O Ministério Público e a Polícia Civil de Santa Catarina decidiram estragar a festa — literalmente. Nesta terça-feira (7), foi deflagrada a Operação Pão e Circo, que investiga um esquema fraudulento na contratação de shows bancados com dinheiro público no estado. O nome já é uma obra-prima do sarcasmo involuntário: enquanto o cidadão comum luta para colocar pão na mesa, a elite política catarinense tratava o erário como se fosse varanda de camarote VIP.
O prefeito de Governador Celso Ramos, Marcos Henrique da Silva (PL), foi afastado do cargo. O empresário José Clemir Spinelli, dono da Spinelli Produções, foi preso preventivamente. Ao todo, a operação cumpriu 50 mandados de busca em 18 cidades de Santa Catarina e do Rio Grande do Sul, com um bloqueio de aproximadamente R$ 9 milhões em bens e valores. Tudo isso para garantir que as famosas festas municipais continuassem abastecidas com atrações de peso — e de peso no bolso do contribuinte.

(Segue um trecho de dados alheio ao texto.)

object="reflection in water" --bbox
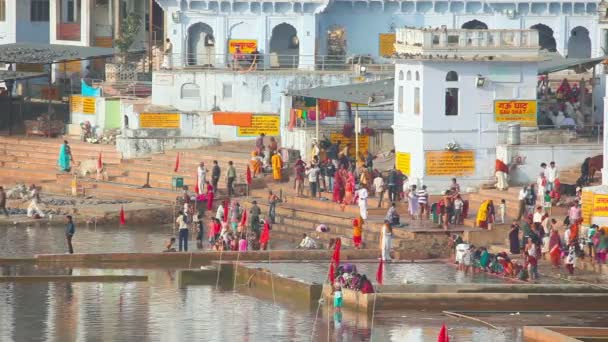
[0,269,514,342]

O “cast” do roubo: Maiara & Maraísa e o PL na plateia
Segundo as investigações, o esquema funcionava como um cartel organizado para manipular preços, eliminar concorrência, pagar propina e lavar dinheiro. A Spinelli Produções, empresa de Spinelli, era especializada em produzir shows para festas municipais, preferencialmente com artistas sertanejos. A empresa foi responsável pela festa de 62 anos de Governador Celso Ramos, realizada em novembro de 2025, e pela 4ª Mafra Fest, que teve como atrações as duplas Maiara & Maraísa e Guilherme & Benuto.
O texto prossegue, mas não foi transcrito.